Hi, 

I agree with Kristian and others that #2 is the best approach provided you can 
make it work. 

#1 creates a big problem at the slave end because a bulk load can monopolize 
the transaction stream and make it very difficult to implement parallel apply 
on slaves.  The large transactions blow out many in-memory buffering approaches 
which are necessary for speed and to minimize the complexity of implementation. 
  We have this problem now with MySQL replication on Tungsten.  It is a real 
bear to work around.  

#2 is faster but does have some hidden complexities.  One tricky problem is to 
ensure that you can easily recreate the original serialized commit order in 
case you hit something that can't be parallelized due to application-level 
dependencies between apply streams.  This occurs commonly in multi-tenant 
applications that have per-customer databases plus a database with centralized 
reference data.  Such applications will sometimes get very sick if they see an 
out-of-order view of causally dependent data.  

Another practical problem of #2 is how to deal with transactions that go for 
some period of time and then fail.  Would you not write them in the log at all, 
or would you start to write them before they actually commit?
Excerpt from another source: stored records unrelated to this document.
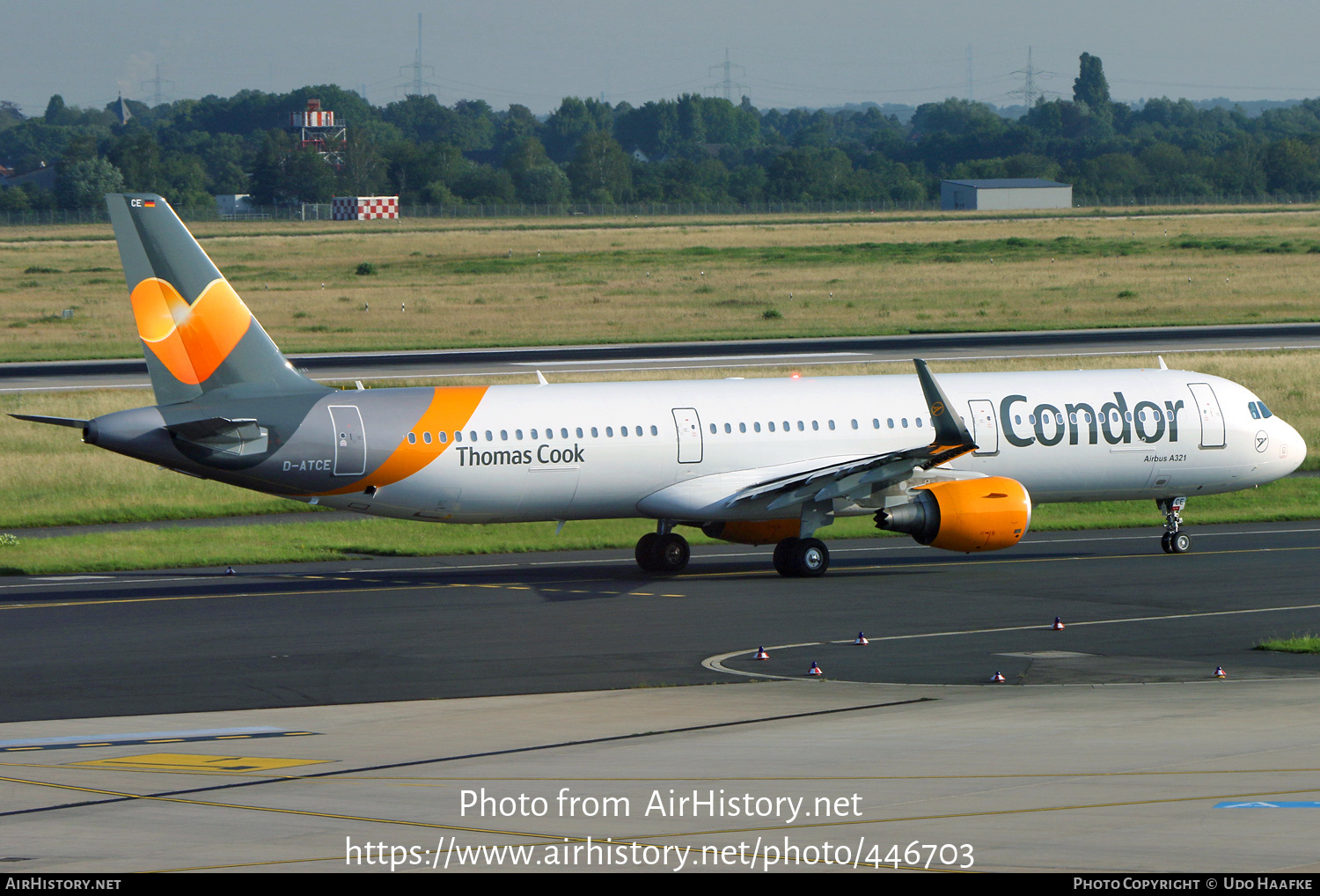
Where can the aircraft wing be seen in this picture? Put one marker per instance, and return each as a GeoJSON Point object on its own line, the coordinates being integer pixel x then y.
{"type": "Point", "coordinates": [952, 440]}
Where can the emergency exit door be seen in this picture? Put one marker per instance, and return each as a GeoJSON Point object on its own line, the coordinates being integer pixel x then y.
{"type": "Point", "coordinates": [688, 424]}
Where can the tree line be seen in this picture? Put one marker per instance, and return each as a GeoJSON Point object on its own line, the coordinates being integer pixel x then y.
{"type": "Point", "coordinates": [686, 150]}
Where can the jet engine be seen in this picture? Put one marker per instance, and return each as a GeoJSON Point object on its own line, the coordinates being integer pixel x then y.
{"type": "Point", "coordinates": [966, 515]}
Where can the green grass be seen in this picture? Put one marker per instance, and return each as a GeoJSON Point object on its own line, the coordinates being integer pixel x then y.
{"type": "Point", "coordinates": [287, 542]}
{"type": "Point", "coordinates": [1293, 644]}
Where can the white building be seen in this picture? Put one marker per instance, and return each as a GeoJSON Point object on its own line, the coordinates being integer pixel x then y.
{"type": "Point", "coordinates": [1002, 195]}
{"type": "Point", "coordinates": [234, 203]}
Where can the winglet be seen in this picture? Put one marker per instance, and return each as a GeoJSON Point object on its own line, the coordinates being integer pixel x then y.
{"type": "Point", "coordinates": [53, 422]}
{"type": "Point", "coordinates": [950, 428]}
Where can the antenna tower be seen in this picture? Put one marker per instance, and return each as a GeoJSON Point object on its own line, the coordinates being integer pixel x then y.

In this case you 
would need to do the standard DBMS log thing and have a rollback at the end to 
cancel them. 

Yet another parallel apply problem is restart after a crash but this is less 
difficult.  There are several ways for slaves to remember their positions on 
different streams as long as transactions on those streams are fully serialized 
with respect to other transactions within the stream. 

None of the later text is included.